Canberra's two motions about Xinjiang - including last week's blocked motion by Rex Patrick - are part of Washington's strategy in collusion with a small number of US allies to insidiously use Xinjiang as a red herring to defame China and stoke anti-China sentiment in the international community, Chen Hong, a professor and director of the Australian Studies Center at East China Normal University, told the Global Times.
The Australian government blocked an attempt by Patrick last week to push through a Senate motion that would have recognized the Chinese government's treatment of the Muslim minority in Xinjiang as genocide, Australian media reported.
The Chinese government has denied accusations of "human rights abuses" and the groundless and preposterous accusation of "genocide" in Xinjiang. State Councilor and Foreign Minister Wang Yi in early March said the claim of "genocide" in Xinjiang is pure political manipulation.
"Some of the politicians in Australia have been used as puppets by Washington to viciously carp at Beijing, turning a blind eye to the truth and reality about Xinjiang," Chen said.
Experts said major political parties in Australia have close relations with the US government and military, so they have to follow the US containment strategy against China. "Otherwise, the parties will not get support from the US, and the politicians will be criticized and abandoned by the US," Yu said.
Hua Chunying, spokesperson for the Chinese Foreign Ministry, said at a press conference on Monday that the US is adopting "coercion diplomacy" and hopes the US shows its confidence and poise as a major country and stops coercing other countries into taking sides or following its lead in interfering in China's internal affairs.
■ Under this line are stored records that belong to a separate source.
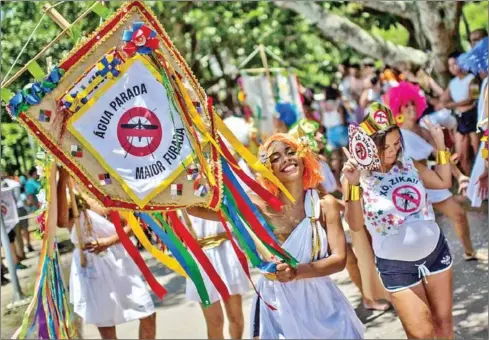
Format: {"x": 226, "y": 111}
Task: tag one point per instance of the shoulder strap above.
{"x": 312, "y": 204}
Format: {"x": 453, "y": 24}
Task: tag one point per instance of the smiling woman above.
{"x": 309, "y": 304}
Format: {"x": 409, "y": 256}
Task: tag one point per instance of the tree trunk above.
{"x": 343, "y": 31}
{"x": 439, "y": 22}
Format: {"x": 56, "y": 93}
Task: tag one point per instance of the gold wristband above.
{"x": 353, "y": 193}
{"x": 443, "y": 157}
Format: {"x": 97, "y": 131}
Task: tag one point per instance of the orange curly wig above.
{"x": 312, "y": 168}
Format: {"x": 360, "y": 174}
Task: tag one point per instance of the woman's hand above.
{"x": 99, "y": 246}
{"x": 437, "y": 134}
{"x": 350, "y": 169}
{"x": 285, "y": 273}
{"x": 463, "y": 184}
{"x": 483, "y": 185}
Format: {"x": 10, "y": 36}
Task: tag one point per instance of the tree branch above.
{"x": 341, "y": 30}
{"x": 402, "y": 9}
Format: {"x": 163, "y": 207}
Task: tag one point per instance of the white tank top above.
{"x": 397, "y": 214}
{"x": 459, "y": 88}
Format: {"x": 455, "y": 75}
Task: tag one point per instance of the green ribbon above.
{"x": 36, "y": 70}
{"x": 6, "y": 94}
{"x": 194, "y": 274}
{"x": 291, "y": 260}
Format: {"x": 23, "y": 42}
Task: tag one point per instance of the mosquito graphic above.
{"x": 140, "y": 131}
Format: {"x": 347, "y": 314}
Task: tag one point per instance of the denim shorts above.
{"x": 399, "y": 275}
{"x": 467, "y": 121}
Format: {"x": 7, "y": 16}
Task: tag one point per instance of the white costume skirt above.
{"x": 437, "y": 196}
{"x": 109, "y": 290}
{"x": 227, "y": 265}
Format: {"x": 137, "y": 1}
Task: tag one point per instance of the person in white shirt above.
{"x": 412, "y": 254}
{"x": 459, "y": 98}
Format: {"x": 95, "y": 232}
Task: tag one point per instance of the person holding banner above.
{"x": 108, "y": 290}
{"x": 213, "y": 240}
{"x": 407, "y": 106}
{"x": 412, "y": 254}
{"x": 309, "y": 304}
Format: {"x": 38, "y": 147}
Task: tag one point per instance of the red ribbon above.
{"x": 242, "y": 258}
{"x": 157, "y": 288}
{"x": 251, "y": 218}
{"x": 272, "y": 200}
{"x": 199, "y": 254}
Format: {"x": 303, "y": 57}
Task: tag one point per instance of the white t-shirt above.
{"x": 481, "y": 103}
{"x": 459, "y": 88}
{"x": 397, "y": 214}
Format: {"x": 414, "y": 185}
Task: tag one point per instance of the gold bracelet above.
{"x": 353, "y": 193}
{"x": 443, "y": 157}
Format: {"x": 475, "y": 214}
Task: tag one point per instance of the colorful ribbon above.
{"x": 33, "y": 94}
{"x": 242, "y": 259}
{"x": 254, "y": 217}
{"x": 141, "y": 39}
{"x": 178, "y": 249}
{"x": 166, "y": 260}
{"x": 199, "y": 254}
{"x": 157, "y": 288}
{"x": 108, "y": 66}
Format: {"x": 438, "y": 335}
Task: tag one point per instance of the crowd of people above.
{"x": 378, "y": 224}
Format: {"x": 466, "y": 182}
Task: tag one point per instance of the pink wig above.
{"x": 401, "y": 95}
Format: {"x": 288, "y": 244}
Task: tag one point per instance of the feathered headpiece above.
{"x": 378, "y": 117}
{"x": 475, "y": 60}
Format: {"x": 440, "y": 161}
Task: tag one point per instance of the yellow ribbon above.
{"x": 252, "y": 161}
{"x": 193, "y": 111}
{"x": 166, "y": 260}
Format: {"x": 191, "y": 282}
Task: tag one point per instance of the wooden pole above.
{"x": 76, "y": 216}
{"x": 55, "y": 40}
{"x": 56, "y": 17}
{"x": 264, "y": 61}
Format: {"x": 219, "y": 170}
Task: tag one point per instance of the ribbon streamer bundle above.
{"x": 126, "y": 117}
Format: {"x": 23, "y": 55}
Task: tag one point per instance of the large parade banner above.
{"x": 124, "y": 114}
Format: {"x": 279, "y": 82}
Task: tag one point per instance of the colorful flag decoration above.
{"x": 76, "y": 151}
{"x": 104, "y": 179}
{"x": 44, "y": 116}
{"x": 201, "y": 190}
{"x": 192, "y": 172}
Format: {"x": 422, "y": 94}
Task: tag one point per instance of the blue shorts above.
{"x": 337, "y": 136}
{"x": 399, "y": 275}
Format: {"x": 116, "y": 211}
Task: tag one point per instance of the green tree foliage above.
{"x": 214, "y": 38}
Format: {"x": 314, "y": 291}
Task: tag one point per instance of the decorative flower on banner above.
{"x": 32, "y": 94}
{"x": 141, "y": 39}
{"x": 108, "y": 66}
{"x": 75, "y": 100}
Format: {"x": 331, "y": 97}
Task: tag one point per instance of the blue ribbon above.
{"x": 227, "y": 172}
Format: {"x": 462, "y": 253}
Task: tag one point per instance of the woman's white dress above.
{"x": 224, "y": 260}
{"x": 419, "y": 149}
{"x": 478, "y": 169}
{"x": 109, "y": 290}
{"x": 312, "y": 308}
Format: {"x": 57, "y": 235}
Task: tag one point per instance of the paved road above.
{"x": 180, "y": 319}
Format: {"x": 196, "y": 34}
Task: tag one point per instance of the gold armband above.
{"x": 353, "y": 193}
{"x": 443, "y": 157}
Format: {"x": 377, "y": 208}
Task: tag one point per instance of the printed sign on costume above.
{"x": 363, "y": 149}
{"x": 135, "y": 131}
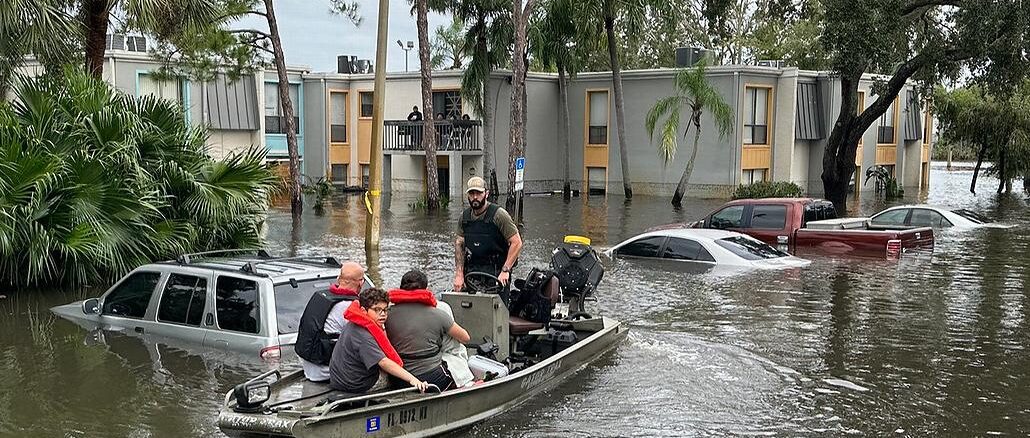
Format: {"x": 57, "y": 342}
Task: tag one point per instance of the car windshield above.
{"x": 971, "y": 215}
{"x": 289, "y": 301}
{"x": 749, "y": 248}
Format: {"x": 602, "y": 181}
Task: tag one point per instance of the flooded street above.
{"x": 931, "y": 345}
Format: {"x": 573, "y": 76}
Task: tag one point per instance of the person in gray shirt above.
{"x": 417, "y": 329}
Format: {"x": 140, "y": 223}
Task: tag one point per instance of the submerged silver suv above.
{"x": 244, "y": 303}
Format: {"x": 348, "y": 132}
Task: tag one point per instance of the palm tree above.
{"x": 488, "y": 40}
{"x": 632, "y": 14}
{"x": 695, "y": 93}
{"x": 553, "y": 37}
{"x": 94, "y": 182}
{"x": 428, "y": 130}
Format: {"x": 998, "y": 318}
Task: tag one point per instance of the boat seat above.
{"x": 518, "y": 326}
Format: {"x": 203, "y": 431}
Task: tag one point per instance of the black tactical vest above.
{"x": 484, "y": 244}
{"x": 313, "y": 344}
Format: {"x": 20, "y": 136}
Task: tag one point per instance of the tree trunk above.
{"x": 97, "y": 14}
{"x": 613, "y": 57}
{"x": 682, "y": 187}
{"x": 975, "y": 170}
{"x": 488, "y": 173}
{"x": 563, "y": 131}
{"x": 296, "y": 202}
{"x": 516, "y": 130}
{"x": 428, "y": 130}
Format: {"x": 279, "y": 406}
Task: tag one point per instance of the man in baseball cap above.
{"x": 487, "y": 238}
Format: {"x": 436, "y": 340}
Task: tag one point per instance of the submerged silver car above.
{"x": 249, "y": 304}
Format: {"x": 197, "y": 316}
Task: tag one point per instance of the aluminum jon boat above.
{"x": 530, "y": 357}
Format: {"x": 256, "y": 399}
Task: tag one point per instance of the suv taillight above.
{"x": 893, "y": 248}
{"x": 270, "y": 352}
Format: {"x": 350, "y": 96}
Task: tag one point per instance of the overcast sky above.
{"x": 312, "y": 36}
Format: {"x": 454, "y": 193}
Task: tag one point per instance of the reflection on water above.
{"x": 932, "y": 345}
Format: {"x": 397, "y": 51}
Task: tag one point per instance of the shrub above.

Hua was responding to a question regarding US Secretary of State Antony Blinken, who rebuked China for using "economic coercion" against American allies during the first face-to-face meeting between senior officials in Alaska since US President Joe Biden took office.
Australia has continued its blindfolded maneuver to follow every step of the US, without any sensible regard of its own national interest, Chen noted.
Chen said China-Australia relations are in an unprecedentedly critical moment, and Australia cannot afford to sustain further damage. He warned that Canberra needs to come back to its senses to make level-headed decisions to steer the bilateral relations to the right track.